На том чемпионате Игорь неудачно выполнил первое упражнение, пропустил одну фигуру. При очень сильном составе участников как и всегда на соревнованиях такого ранга наверстать упущенное было практически невозможно, но Игорь это сделал: выиграл все остальные упражнения с таким преимуществом, что занял общее второе место, пропустив вперед только Виктора Лецко!
Мне посчастливилось немало общаться с Егоровым, в основном, в то время, когда он стал работать летчиком-испытателем, и продолжались наши встречи вплоть до его гибели. О нем известно немало, есть и его книга, написанная, по-моему, совсем неплохо, но я хочу рассказать об этом выдающемся летчике то, о чем обычно не пишут, но что может несколько объяснить, как порой складывается человеческая судьба, и от чего она может зависеть.
После того, как Егоров стал абсолютным чемпионом мира, он решил осуществить свое давнишнее желание поступить в школу летчиков-испытателей (ШЛИ). Формальные данные к этому у него имелись: был налет на реактивных самолетах, т. к. он успел полетать на МиГ-15 в военном училище перед тем, как училище расформировали, имел высшее образование, приличный общий налет, ну, а летное мастерство было выше всяких формальных норм и требований, так что в ШЛИ его бы приняли наверняка.
Но на фирме А.С. Яковлева Игорю предложили работать у них без прохождения полного курса школы, ограничившись небольшой программой переучивания. Такое в нашей системе практиковалось, и не все испытатели, работающие на заводах, да и в ОКБ, проходили полный курс обучения. Игорь согласился, да зря, как выяснилось потом.
В то время Егорову, ставшему известным спортсменом, приходилось часто присутствовать и выступать на разных торжественных собраниях, в том числе, на каком-то молодежном съезде. Речь была составлена заранее, утверждена, где надо, вручена оратору перед самым выступлением, и Игорю оставалось только ее прочесть, что он и сделал.

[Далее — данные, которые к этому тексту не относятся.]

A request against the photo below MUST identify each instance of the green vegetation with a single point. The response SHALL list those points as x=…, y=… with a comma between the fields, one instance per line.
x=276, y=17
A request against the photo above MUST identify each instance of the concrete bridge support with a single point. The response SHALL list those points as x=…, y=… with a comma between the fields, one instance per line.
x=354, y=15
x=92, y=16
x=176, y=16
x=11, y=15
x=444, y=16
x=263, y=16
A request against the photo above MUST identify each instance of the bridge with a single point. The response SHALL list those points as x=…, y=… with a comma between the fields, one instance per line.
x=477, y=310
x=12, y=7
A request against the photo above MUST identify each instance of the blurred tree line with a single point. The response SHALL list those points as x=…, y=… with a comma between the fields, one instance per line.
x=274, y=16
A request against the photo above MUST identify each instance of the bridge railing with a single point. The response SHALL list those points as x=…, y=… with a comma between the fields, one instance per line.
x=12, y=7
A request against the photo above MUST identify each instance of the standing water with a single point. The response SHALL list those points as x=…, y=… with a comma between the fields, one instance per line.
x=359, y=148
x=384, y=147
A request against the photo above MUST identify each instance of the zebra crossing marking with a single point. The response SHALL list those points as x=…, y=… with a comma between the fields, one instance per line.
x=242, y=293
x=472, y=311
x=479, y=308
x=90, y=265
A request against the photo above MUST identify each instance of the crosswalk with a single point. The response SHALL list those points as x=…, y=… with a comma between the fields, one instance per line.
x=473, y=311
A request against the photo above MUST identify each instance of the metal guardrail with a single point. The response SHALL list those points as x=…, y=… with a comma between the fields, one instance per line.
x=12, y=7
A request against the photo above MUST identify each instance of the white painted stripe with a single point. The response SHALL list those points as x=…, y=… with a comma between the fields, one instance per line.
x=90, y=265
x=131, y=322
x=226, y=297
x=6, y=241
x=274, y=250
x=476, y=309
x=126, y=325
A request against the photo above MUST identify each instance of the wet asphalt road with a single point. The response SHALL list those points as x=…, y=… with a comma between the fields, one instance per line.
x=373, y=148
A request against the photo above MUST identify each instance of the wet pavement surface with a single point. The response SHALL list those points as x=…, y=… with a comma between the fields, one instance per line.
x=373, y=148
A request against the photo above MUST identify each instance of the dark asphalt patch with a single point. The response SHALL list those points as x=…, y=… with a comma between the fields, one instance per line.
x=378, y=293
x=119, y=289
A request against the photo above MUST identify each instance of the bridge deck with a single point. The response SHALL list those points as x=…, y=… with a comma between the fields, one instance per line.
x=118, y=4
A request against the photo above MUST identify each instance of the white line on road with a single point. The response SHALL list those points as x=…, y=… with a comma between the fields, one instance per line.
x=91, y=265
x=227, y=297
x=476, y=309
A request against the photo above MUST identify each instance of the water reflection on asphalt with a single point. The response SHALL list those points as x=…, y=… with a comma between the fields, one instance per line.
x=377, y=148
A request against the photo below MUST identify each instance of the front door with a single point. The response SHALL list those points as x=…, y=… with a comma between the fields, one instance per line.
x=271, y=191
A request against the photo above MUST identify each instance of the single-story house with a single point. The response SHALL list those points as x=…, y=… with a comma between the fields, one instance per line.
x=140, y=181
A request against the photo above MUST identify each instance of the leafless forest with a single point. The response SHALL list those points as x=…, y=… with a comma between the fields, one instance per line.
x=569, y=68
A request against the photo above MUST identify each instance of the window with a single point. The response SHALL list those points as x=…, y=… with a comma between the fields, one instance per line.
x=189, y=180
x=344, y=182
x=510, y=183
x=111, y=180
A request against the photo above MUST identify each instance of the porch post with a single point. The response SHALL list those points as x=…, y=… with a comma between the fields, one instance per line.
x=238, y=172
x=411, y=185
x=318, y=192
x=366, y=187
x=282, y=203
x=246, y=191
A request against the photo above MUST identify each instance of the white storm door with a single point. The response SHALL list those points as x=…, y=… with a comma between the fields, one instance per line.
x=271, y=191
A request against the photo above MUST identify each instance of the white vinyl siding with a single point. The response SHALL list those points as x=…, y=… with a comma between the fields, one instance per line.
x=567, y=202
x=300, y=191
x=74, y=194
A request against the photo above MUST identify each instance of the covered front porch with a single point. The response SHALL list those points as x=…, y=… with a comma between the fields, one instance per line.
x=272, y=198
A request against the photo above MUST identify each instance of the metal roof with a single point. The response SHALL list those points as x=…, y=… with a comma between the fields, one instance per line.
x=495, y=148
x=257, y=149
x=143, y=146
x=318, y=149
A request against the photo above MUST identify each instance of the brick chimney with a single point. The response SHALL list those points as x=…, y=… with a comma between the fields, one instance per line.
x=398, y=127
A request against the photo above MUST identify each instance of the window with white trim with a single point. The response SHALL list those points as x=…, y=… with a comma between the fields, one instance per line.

Но, на его беду, в этой речи о достижениях нашего авиационного спорта, по оплошности составителя или по какой другой причине, не было упомянуто о вкладе авиаконструктора А.С. Яковлева в развитие этого самого спорта, что, конечно, явилось большой несправедливостью по отношению к Александру Сергеевичу. Ведь тогда, до появления чехословацких «Тренеров», все наши летчики-спортсмены летали только на самолетах ОКБ Яковлева (я не говорю о довоенных годах, когда имелись спортивные самолеты других конструкторов, в частности, Грибовского). Игорь обнаружил такое упущение только на трибуне, а менять что-либо в речи по тем временам не полагалось…
О происшедшем стало известно Александру Сергеевичу, и он не выразил большого желания, чтобы Егоров работал на его фирме, промолвив что-то о людской неблагодарности. Игорь узнал о такой реакции генерального конструктора через несколько лет, а тогда он только почувствовал изменившееся к себе отношение со стороны работников ОКБ.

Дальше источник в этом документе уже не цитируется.